Fachgebundenes, statisches Wissen alleine führt nicht zwangsläufig schon zur demokratischen Handlungskompetenz.
Fachgebundenes, statisches Wissen alleine führt nicht zwangsläufig schon zur demokratischen Handlungskompetenz. Demokratie ist also mehr als ihre Institutionen und ein darin zentriertes Wissen. Demokratische Bildung wiederum ist das Ergebnis des Zusammenspiels von Wissen, belastbaren prodemokratischen Werthaltung und der Bereitschaft zum Engagement in der Demokratie.
Die Schulforschung weiß, dass man vieles in der Schule lernen und erfahren kann, was zur demokratischen Bildung beiträgt. Sie zeigt aber auch, dass man gerade in der Schule auch vieles erfahren und lernen kann, was zur demokratischen Bildung sich geradezu kontraproduktiv verhält: Repression, Ausgrenzung, Intransparenz, unkontrollierte und asymmetrische Macht, Mobbing, Gewalt und soziale Vereinsamung – um nur ein paar Beispiele zu nennen.
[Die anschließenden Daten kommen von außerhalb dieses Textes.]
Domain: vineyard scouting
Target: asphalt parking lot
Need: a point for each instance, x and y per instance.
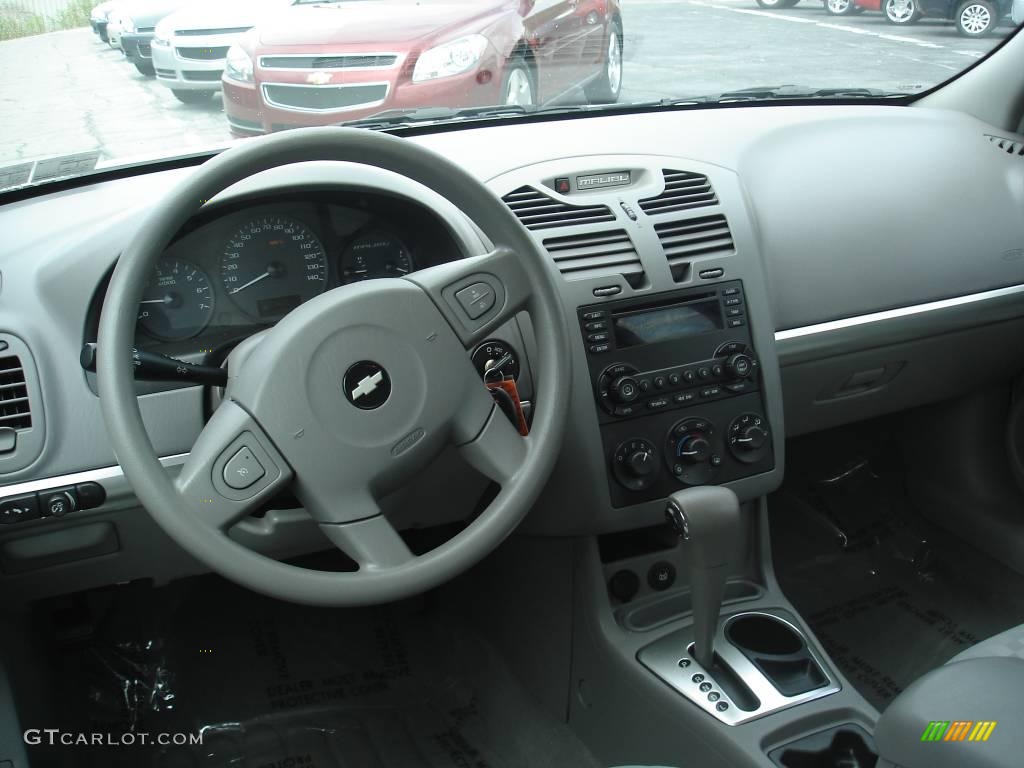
(67, 92)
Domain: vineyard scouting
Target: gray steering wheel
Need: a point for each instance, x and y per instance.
(351, 393)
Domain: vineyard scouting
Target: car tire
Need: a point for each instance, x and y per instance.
(605, 87)
(518, 84)
(840, 7)
(900, 12)
(190, 97)
(976, 17)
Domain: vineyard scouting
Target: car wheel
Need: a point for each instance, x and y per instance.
(604, 89)
(840, 7)
(517, 85)
(976, 17)
(190, 97)
(900, 11)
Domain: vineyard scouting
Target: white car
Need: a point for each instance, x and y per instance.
(189, 46)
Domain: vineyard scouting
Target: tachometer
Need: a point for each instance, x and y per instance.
(272, 264)
(375, 254)
(178, 301)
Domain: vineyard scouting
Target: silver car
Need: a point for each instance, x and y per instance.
(189, 46)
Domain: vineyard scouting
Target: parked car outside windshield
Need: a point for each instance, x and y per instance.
(197, 75)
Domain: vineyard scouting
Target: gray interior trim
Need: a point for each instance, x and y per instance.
(903, 324)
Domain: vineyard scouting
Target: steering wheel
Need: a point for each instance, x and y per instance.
(351, 393)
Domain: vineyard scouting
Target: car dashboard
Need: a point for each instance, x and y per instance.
(723, 293)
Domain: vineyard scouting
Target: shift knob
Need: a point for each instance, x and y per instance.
(707, 518)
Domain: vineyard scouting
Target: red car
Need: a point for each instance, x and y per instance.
(327, 62)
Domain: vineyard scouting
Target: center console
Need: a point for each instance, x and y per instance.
(677, 382)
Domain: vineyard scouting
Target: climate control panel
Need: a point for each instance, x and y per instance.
(680, 400)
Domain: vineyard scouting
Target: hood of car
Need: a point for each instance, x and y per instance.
(380, 23)
(224, 15)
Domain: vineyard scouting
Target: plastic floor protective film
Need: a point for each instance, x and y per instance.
(901, 597)
(274, 685)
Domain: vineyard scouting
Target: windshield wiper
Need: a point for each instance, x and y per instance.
(390, 119)
(794, 92)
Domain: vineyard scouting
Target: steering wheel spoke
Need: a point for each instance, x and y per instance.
(232, 469)
(477, 294)
(498, 451)
(373, 543)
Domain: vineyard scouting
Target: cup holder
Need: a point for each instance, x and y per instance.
(763, 635)
(777, 650)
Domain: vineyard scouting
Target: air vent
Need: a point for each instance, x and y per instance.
(537, 211)
(14, 410)
(686, 239)
(603, 254)
(683, 190)
(1007, 144)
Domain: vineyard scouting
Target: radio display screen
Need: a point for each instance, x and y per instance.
(666, 324)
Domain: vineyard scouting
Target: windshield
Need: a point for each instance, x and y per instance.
(88, 86)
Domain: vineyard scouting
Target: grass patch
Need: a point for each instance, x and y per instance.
(16, 20)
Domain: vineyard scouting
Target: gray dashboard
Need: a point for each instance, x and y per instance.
(848, 228)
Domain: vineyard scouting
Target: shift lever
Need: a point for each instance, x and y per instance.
(707, 518)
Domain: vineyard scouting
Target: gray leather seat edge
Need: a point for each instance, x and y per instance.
(984, 683)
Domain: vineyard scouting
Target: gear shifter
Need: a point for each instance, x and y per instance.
(707, 518)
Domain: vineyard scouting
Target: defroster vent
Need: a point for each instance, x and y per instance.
(537, 211)
(685, 239)
(14, 409)
(603, 254)
(683, 190)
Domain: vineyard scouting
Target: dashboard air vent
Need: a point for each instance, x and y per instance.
(1007, 144)
(14, 410)
(683, 190)
(600, 254)
(685, 239)
(537, 211)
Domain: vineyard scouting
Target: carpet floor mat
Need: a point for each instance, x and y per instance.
(272, 685)
(889, 595)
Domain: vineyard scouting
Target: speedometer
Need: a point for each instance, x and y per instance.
(177, 302)
(270, 265)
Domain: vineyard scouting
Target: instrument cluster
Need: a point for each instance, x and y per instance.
(236, 271)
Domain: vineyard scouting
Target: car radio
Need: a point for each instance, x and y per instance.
(678, 387)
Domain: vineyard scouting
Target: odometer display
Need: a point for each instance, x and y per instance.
(270, 265)
(177, 302)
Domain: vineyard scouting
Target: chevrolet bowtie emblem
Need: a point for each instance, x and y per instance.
(367, 385)
(318, 78)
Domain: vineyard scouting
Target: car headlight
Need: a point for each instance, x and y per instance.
(239, 65)
(450, 58)
(162, 35)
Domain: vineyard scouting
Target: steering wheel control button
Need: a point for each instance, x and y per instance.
(476, 299)
(243, 470)
(18, 508)
(662, 576)
(367, 385)
(57, 504)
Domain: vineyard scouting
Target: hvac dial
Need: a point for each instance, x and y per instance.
(270, 265)
(177, 302)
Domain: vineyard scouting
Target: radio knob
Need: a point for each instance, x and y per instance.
(739, 366)
(624, 390)
(694, 449)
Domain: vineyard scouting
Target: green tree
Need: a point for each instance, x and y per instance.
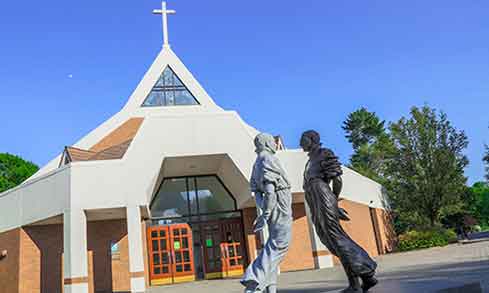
(426, 173)
(371, 144)
(486, 161)
(479, 208)
(14, 170)
(363, 127)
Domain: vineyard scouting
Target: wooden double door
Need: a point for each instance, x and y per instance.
(222, 248)
(171, 257)
(211, 250)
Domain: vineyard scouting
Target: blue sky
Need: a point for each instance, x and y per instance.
(285, 66)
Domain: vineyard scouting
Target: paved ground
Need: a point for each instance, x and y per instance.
(455, 268)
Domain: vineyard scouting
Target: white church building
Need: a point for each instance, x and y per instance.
(153, 196)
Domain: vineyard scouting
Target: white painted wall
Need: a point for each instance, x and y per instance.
(40, 199)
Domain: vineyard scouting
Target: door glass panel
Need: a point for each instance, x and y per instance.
(178, 257)
(156, 258)
(165, 258)
(186, 256)
(163, 244)
(155, 245)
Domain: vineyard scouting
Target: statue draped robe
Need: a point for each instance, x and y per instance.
(322, 168)
(263, 271)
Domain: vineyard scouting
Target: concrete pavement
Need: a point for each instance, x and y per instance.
(455, 268)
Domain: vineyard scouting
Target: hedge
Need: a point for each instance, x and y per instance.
(413, 240)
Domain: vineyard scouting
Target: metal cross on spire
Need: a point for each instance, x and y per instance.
(164, 13)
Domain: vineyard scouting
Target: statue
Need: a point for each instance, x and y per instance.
(323, 169)
(271, 189)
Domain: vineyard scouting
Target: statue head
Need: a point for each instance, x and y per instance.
(310, 140)
(265, 142)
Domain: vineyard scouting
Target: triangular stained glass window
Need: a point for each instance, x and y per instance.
(169, 91)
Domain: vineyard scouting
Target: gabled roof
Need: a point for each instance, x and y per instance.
(116, 152)
(107, 134)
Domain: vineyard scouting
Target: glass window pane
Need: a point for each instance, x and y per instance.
(213, 197)
(192, 195)
(165, 258)
(185, 242)
(171, 200)
(163, 245)
(178, 257)
(187, 268)
(186, 256)
(169, 91)
(156, 258)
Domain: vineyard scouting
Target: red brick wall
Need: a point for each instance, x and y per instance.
(41, 259)
(9, 266)
(110, 274)
(35, 261)
(300, 255)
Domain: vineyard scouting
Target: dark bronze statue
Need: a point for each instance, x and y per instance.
(323, 170)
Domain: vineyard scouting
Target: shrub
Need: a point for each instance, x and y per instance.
(413, 240)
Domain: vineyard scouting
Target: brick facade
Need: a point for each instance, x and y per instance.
(35, 253)
(10, 265)
(35, 258)
(300, 255)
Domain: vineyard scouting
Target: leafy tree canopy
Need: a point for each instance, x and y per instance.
(426, 173)
(371, 144)
(486, 161)
(480, 206)
(14, 170)
(363, 127)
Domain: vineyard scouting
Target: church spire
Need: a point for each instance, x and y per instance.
(164, 13)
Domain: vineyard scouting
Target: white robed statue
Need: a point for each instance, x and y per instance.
(271, 188)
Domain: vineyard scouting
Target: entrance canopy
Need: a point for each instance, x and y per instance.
(218, 166)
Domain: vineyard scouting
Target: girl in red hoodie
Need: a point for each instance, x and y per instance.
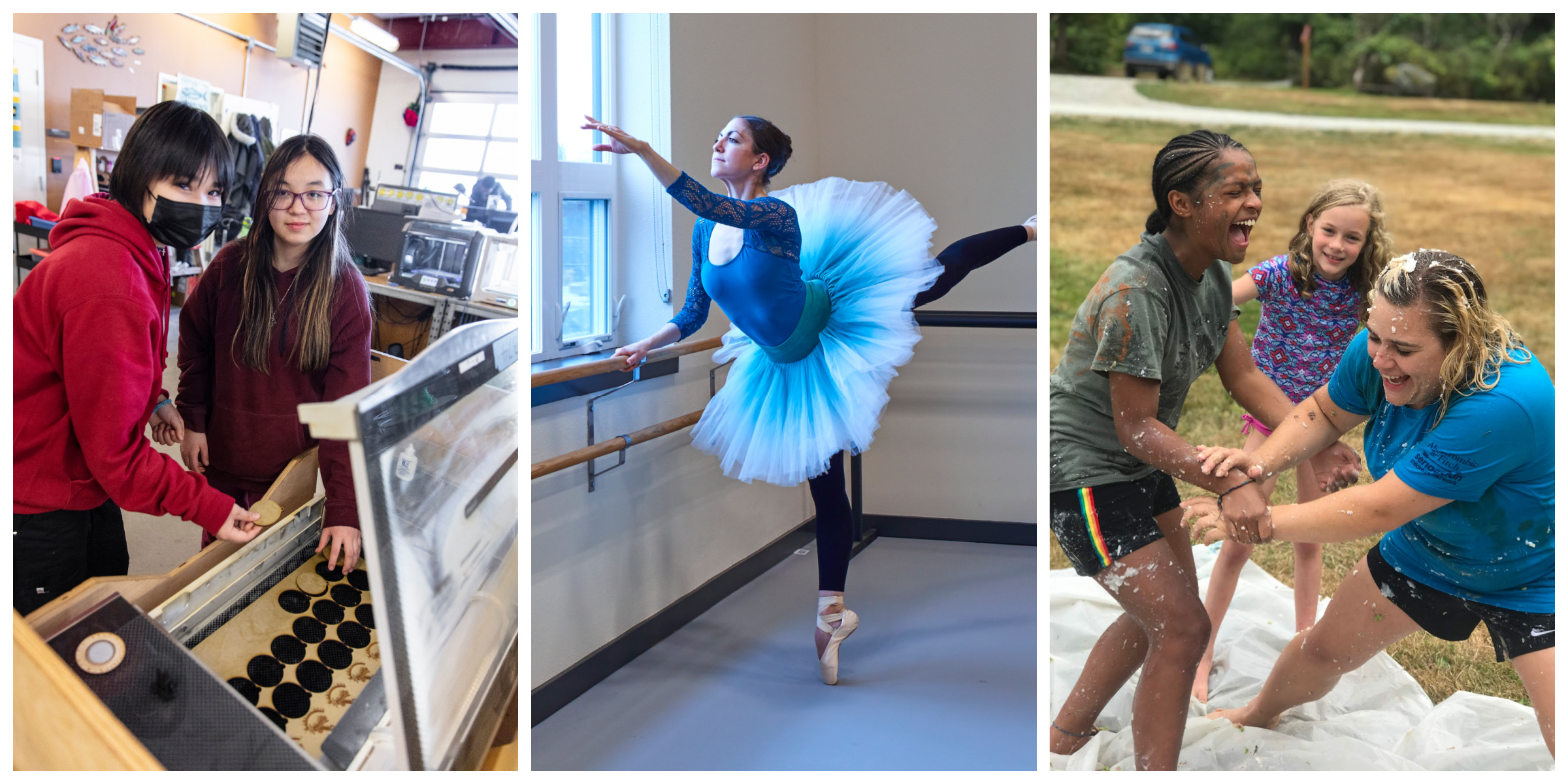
(88, 349)
(280, 319)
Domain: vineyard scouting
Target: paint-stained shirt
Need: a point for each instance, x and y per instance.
(1300, 339)
(1494, 453)
(1145, 318)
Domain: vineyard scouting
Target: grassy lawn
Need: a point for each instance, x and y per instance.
(1345, 103)
(1488, 201)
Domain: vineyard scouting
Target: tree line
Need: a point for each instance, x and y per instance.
(1498, 57)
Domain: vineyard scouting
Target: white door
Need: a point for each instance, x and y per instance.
(27, 120)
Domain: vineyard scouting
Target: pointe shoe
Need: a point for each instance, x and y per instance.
(830, 655)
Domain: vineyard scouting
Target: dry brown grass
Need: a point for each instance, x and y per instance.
(1350, 104)
(1490, 203)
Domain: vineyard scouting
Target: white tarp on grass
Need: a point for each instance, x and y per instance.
(1376, 719)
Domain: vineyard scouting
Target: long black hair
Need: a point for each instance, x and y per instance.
(327, 263)
(170, 140)
(1180, 167)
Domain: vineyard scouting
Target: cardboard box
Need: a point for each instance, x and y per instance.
(87, 115)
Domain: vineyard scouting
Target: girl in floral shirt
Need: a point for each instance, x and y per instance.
(1315, 300)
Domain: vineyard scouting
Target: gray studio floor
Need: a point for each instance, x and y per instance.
(939, 675)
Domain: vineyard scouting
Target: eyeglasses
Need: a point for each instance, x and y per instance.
(314, 201)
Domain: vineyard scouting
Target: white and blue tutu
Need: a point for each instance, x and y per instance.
(783, 422)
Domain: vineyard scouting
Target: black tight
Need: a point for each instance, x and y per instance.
(835, 527)
(968, 255)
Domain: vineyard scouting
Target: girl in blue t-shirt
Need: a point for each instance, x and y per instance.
(1315, 300)
(1460, 438)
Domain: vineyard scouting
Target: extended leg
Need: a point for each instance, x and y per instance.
(835, 540)
(970, 255)
(1158, 589)
(1539, 672)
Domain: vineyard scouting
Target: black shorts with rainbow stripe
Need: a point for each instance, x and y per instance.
(1096, 526)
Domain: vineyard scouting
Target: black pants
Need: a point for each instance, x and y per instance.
(56, 551)
(835, 527)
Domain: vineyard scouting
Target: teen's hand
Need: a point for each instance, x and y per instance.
(169, 429)
(344, 540)
(193, 451)
(634, 353)
(1203, 519)
(1219, 461)
(1245, 510)
(240, 526)
(621, 143)
(1337, 468)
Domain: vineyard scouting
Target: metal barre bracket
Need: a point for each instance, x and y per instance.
(625, 441)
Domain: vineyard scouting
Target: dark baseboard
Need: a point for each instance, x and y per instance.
(947, 529)
(570, 684)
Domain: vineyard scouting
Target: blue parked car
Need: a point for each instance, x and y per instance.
(1167, 51)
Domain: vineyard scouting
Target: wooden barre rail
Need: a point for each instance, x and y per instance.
(609, 366)
(613, 444)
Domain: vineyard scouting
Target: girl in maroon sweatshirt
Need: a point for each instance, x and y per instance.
(280, 318)
(88, 347)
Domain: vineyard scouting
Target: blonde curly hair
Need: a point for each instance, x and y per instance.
(1374, 252)
(1476, 339)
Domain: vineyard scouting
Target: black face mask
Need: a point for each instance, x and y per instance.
(182, 225)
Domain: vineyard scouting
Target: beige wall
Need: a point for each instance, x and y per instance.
(943, 106)
(182, 46)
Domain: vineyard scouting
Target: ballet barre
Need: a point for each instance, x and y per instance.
(613, 444)
(606, 366)
(620, 444)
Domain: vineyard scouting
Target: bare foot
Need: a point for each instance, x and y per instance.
(1200, 683)
(1244, 717)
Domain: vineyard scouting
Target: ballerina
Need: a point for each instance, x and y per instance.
(817, 281)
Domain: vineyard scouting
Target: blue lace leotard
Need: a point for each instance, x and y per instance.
(761, 289)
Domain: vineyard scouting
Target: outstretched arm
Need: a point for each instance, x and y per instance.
(623, 143)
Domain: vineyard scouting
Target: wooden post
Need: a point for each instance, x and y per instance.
(1307, 57)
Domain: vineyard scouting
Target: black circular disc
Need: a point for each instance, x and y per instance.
(276, 719)
(247, 689)
(265, 672)
(291, 700)
(310, 629)
(335, 655)
(314, 676)
(328, 612)
(346, 595)
(353, 636)
(289, 649)
(294, 601)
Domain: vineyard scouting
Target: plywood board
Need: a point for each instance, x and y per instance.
(310, 670)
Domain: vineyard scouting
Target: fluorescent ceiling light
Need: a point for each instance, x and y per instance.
(374, 33)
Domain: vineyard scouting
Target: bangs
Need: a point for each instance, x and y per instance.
(174, 142)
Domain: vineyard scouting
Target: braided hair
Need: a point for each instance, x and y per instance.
(769, 140)
(1180, 167)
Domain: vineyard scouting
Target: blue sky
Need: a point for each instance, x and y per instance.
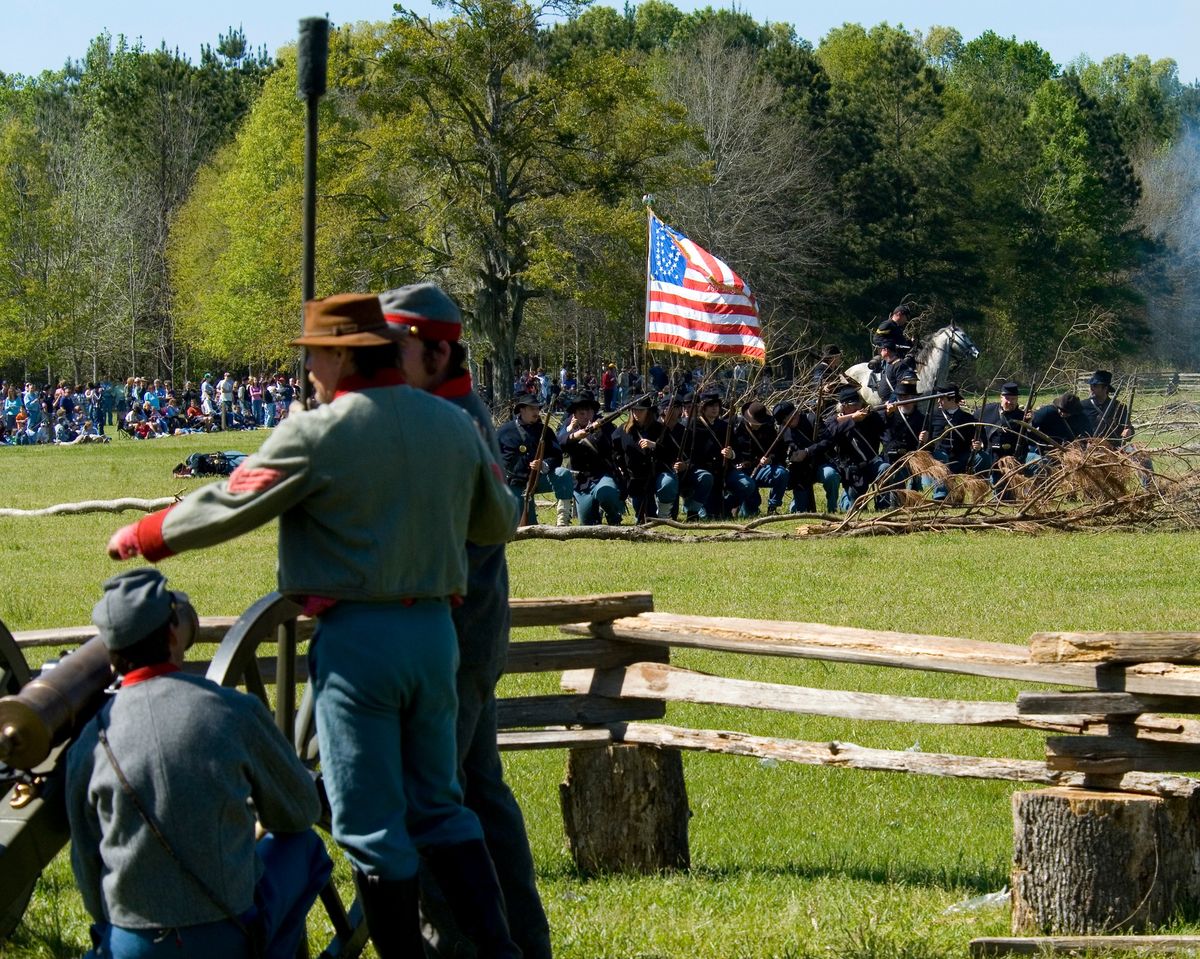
(45, 34)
Schule braucht eine demokratische Schulkultur
Überdies ist die Schule in Deutschland kein auf Entschluss der Lernenden basierender Wahlakt, sondern eine gesetzliche Pflicht, die tief und zeitumfangreich in das Leben von Kindern, Jugendlichen und letztlich auch Eltern eingreift. Schule ist ein rationaler Ort organisierten Lernens, effizient und für die gesellschaftliche Reproduktion unumgänglich. Sie beeinflusst die Verteilung gesellschaftlichen Wohlstands erheblich und reguliert Lebenschancen, idealiter unter dem Aspekt von Angemessenheit und Gerechtigkeit – und in Widerspruch zu dieser Ideal-Funktion für die moderne Gesellschaft ist sie bekanntermaßen zugleich bis heute vor allem in Deutschland sozial in hohem Maße ungerecht.
Die Schule ist als also in der Summe als Ort demokratischer Bildung ein sehr ambivalentes Konstrukt.
Die Schule ist als also in der Summe als Ort demokratischer Bildung ein sehr ambivalentes Konstrukt. Um in ihr Demokratie lernen und erfahren zu können, muss sie deshalb demokratisch zivilisiert, durch demokratiepädagogische Aufklärung und entsprechende pädagogische Erweiterung demokratisch kultiviert werden – sie braucht „demokratische Schulkultur“.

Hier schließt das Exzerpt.